Let me say it - the scrapping of the old clause 4 was one of the best things done by New Labour. New Labour got a lot wrong - of course - but that particular (unpopular) move was a triumph. The Labour Party needs to stand for social justice, and mustn't lose its roots - in the trade union movement, supporting the employed (that is, people) against the sometimes uncontrollable excesses of capitalism. But it also needs to keep its wide-church feel. It needs to welcome (in fact, recruit) anyone who cares about social justice in all its forms - rights for the underrepresented, a fresh look at immigration, removal of oppression and discrimination, improved lowest wage, increased education, improved ecosocial mobility, and so on.

The Labour Party needs to be the party of the people - that is, all the people who can get over selfishness, and care about protection of the most vulnerable. It isn't, and shouldn't, become a party for 'class war', because that, in and of itself, is deeply arrogant, and deeply flawed. The fact that the government front bench is full of Etonians (where George Orwell, of course, attended) should not be what is attacked per se - rather, it should be their policies, which may (indeed must) have been influenced by their backgrounds (look at Atlee, Gaitskell, Foot and Blair). The whole idea behind social democracy and its Labour incarnation is that accident of birth shouldn't lead to oppression - and a sharp swing to 'the left' (and I'd argue that calling it left is spurious) is dangerous and pointless, directly contradicting this.

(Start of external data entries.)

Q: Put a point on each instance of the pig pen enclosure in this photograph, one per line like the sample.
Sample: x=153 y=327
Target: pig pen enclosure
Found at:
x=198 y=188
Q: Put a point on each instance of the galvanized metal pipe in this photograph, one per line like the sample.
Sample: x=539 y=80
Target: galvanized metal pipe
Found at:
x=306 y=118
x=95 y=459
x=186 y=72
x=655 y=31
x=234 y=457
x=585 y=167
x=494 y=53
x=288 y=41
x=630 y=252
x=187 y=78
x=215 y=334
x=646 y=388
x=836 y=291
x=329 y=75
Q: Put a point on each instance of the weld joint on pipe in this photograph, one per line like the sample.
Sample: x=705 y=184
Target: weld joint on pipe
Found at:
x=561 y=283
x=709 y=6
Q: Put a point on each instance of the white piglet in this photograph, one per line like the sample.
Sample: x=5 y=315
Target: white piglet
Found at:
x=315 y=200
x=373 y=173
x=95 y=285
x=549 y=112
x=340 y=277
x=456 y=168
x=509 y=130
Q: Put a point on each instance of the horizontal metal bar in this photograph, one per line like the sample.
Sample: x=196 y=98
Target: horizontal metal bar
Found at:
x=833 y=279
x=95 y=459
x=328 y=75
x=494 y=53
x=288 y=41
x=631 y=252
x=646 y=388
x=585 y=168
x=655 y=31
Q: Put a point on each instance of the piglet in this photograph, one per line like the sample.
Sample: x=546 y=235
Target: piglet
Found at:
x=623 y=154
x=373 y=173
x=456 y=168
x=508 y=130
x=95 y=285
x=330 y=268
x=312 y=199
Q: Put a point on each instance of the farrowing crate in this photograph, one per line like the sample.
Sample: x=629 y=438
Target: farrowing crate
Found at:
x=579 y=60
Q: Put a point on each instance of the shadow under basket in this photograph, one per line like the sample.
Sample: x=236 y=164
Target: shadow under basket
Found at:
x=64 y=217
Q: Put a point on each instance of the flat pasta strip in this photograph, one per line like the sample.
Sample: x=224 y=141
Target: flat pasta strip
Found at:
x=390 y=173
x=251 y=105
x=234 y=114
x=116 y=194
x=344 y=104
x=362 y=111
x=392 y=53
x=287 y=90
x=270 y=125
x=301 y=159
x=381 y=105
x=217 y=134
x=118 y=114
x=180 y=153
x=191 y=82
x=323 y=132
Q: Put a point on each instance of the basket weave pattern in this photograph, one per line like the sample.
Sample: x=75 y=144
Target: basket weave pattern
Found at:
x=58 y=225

So, Labour, keep attempting to attract the centre, because otherwise the Labour Party will become irrelevant. You don't have to be 'working class' to care - and you shouldn't need to be, to be part of the Labour Party. Class war is damaging, dangerous, and spurious - and an obsession with it, based on political philosophy, rather than an inclusive ideological and pragmatic application of social democracy, cannot be accepted by the public at large (including those who support Labour ideals), nor allow Labour aims to be implemented.

Monday 4 April 2011

Hands off our NHS...and why Ed might be right...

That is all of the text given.